Agents of Impact | October 28, 2022

Blake Jones, Kachuwa Impact Fund: Making co-ops work for investors, too.

David Bank
ImpactAlpha Editor

David Bank

Blake Jones is “a cooperative geek.”

After co-founding four co-op enterprises, including Namaste Solar and Clean Energy Credit Union, he has brought the principles of cooperative ownership to impact investing. Boulder, Colo.-based Kachuwa has grown to more than 200 members and more than $30 million in assets.

Some members have invested more than $1 million, others as little as $5,000. They each get one vote on governance matters (per co-op principles, net income is distributed via “patronage dividends”).

The impetus for Kachuwa was Jones’ own experience raising capital to grow Namaste, a leading Colorado solar installer.

“We were getting calls every week from VC funds and private equity funds,” Jones says. “With every single one of them we realized we would have lost control of the mission. We couldn’t run the company the way we wanted to, which was with employees in control of it.”

Instead, Jones raised $4 million from 125 investors attracted to Namaste because it was employee-owned. “And then I thought, ‘I want to do that type of investing myself.’”

Democracy in action

First friends and family, and then others wanted to tag along. Kachuwa holds an offering each summer, when as many as 35 non-accredited investors can join the fund (along with an unlimited number of accredited investors).
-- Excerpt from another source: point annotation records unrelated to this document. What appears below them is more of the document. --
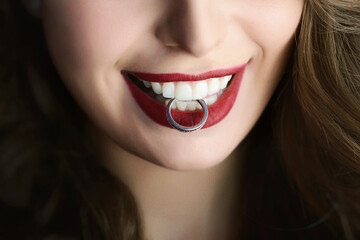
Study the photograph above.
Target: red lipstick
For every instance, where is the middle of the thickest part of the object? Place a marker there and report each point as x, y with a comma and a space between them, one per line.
176, 77
157, 110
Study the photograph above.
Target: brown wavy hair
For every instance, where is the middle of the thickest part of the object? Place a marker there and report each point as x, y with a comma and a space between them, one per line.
301, 179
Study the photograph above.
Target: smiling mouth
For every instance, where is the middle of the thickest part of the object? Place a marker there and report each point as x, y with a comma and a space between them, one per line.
185, 92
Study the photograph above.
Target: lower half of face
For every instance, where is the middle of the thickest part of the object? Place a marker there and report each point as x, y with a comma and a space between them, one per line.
124, 60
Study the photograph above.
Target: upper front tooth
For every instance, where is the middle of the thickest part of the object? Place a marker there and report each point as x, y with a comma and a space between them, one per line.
224, 81
156, 87
183, 91
200, 90
214, 86
169, 90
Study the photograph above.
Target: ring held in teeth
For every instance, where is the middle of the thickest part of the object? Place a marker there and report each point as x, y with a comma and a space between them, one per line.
182, 128
187, 93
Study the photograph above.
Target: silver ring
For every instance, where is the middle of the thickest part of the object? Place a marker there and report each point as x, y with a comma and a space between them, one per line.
183, 128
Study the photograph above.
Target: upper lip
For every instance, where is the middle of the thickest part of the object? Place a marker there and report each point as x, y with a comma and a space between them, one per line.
175, 77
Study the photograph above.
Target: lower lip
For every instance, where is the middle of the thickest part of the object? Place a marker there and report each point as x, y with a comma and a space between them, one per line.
217, 111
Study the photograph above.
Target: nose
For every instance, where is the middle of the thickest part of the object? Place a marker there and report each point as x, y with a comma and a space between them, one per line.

The evergreen fund has stakes in many enterprises familiar to ImpactAlpha readers, including Uncommon Cacao, Meow Wolf, and Organically Grown Company; funds like Apis & Heritage and Harlem Capital; and financial institutions like Walden Mutual Bank and Climate First Bank – “things that have higher impact than what you can find on Wall Street,” Jones says.

With no full-time employees, Kachuwa’s hands-on board meets monthly. That led to calls for compensation for board members as a way to promote diversity and inclusion. Members debated the issues for more than a year before voting, unanimously, to pay $100 per meeting.

“The board just can’t can’t go and say ‘Hey, we’re going to pay ourselves these big salaries. The members had to democratically approve,’” Jones said. “I’m confident that in our democracy, we’re gonna have a bunch of folks holding us accountable.”